Numerous verses relate to the practice of meat eating, how it causes injury to the living beings, how and why it is evil and the morality of vegetarianism. The text however, balances it’s moral tone as an appeal to one’s conscience.
On rights of women
Manusmriti offers an inconsistent and conflicting perspective on women’s rights. The text, for example, declares that a marriage cannot be dissolved by a woman or a man, yet, the text, allows either to dissolve the marriage. The text allows the man or the woman to get out of a fraudulent marriage or an abusive marriage, and remarry, the text also provides a legal mean for a woman to gwt remarried when her husband has been missing or has abandoned her.
It preaches chastity to widows and opposes a woman marrying someone outside her own social class. In other verses, Manusmriti preaches that as a girl, she should obey and seek protection of her father, as a young woman her husband, and as a widow her son and that a woman should always worship her husband as a god. Manusmriti declares that women must be honored and adorned, and where women are revered, there the gods rejoice, but where they are not, no sacred rite bears any fruit.
Simultaneously, the text enumerates numerous practices such as marriages outside one’s varna, such as between a Brahmin man and a Shudra woman, a widow getting pregnant with a child of a man she is not married to, marriage where a woman in love elopes with her man, and then grants legal rights in these cases such as property inheritance rights, and the legal rights of the children so born. The text also provides for a situation when a married woman may get pregnant by a man other than her husband, and to conclude that the child’s custody belongs to the woman and her legal husband, and not to the man she got pregnant with.
Manusmriti provides all women with rights to property with six types of property.

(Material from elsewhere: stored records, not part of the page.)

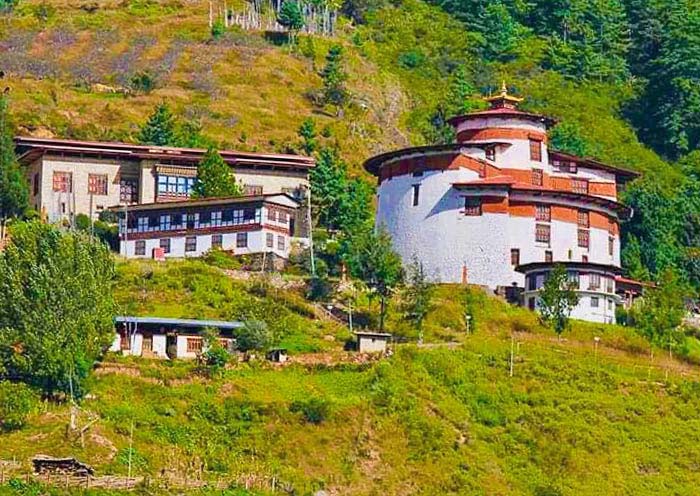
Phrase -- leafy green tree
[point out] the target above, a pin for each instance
(215, 178)
(660, 313)
(254, 335)
(372, 260)
(17, 401)
(160, 129)
(14, 190)
(334, 78)
(417, 296)
(557, 299)
(291, 17)
(308, 134)
(56, 306)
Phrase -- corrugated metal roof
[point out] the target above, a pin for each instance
(219, 324)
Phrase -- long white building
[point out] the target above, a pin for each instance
(497, 199)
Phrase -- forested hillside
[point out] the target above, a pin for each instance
(620, 76)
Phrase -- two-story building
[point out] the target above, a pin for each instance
(495, 206)
(70, 177)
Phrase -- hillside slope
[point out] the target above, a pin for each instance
(251, 92)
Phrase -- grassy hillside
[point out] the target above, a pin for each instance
(250, 92)
(442, 419)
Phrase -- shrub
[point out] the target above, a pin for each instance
(16, 403)
(314, 410)
(254, 335)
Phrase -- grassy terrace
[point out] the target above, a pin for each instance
(425, 421)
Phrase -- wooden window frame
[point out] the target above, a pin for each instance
(536, 150)
(473, 206)
(540, 230)
(543, 213)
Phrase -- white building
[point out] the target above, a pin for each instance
(475, 210)
(69, 177)
(156, 337)
(242, 225)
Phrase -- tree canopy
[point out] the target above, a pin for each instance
(215, 178)
(56, 306)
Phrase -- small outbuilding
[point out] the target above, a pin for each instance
(372, 342)
(277, 355)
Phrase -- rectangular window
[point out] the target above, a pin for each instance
(217, 241)
(515, 256)
(472, 206)
(97, 184)
(583, 219)
(63, 182)
(416, 194)
(128, 191)
(252, 190)
(537, 177)
(542, 233)
(543, 213)
(165, 245)
(584, 238)
(164, 224)
(140, 247)
(579, 186)
(574, 279)
(194, 345)
(536, 150)
(191, 243)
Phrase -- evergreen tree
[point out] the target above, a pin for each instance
(557, 299)
(372, 260)
(160, 129)
(215, 178)
(417, 296)
(14, 190)
(291, 17)
(334, 78)
(307, 131)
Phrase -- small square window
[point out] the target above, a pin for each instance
(515, 256)
(191, 243)
(140, 247)
(165, 245)
(217, 241)
(537, 177)
(472, 206)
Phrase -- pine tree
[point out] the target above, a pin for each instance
(334, 78)
(14, 191)
(215, 178)
(291, 17)
(160, 129)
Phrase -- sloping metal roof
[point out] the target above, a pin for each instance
(219, 324)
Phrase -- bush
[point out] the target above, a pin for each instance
(314, 410)
(254, 335)
(17, 401)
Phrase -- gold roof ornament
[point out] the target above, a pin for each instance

These include those which she received at her marriage, or as gift when she eloped or when she was taken away, or as token of love before marriage, or as gifts from her biological family, or as received from her husband subsequent to marriage, and also from inheritance from deceased relatives.
On statecraft and rules of war
Manusmriti discusses the duties of a king, what virtues he should have, what vices he must avoid and the text identifies precepts to be followed in selecting ministers, ambassadors and officials, as well as the characteristics of well fortified capital. Manusmriti also lays out the laws of just war, stating that first and foremost, war should be avoided by negotiations and reconciliations. If war becomes necessary, states Manusmriti, a soldier must never harm civilians, non-combatants or someone who has surrendered, that use of force should be proportionate, and other rules. Fair taxation guidelines are described in verses.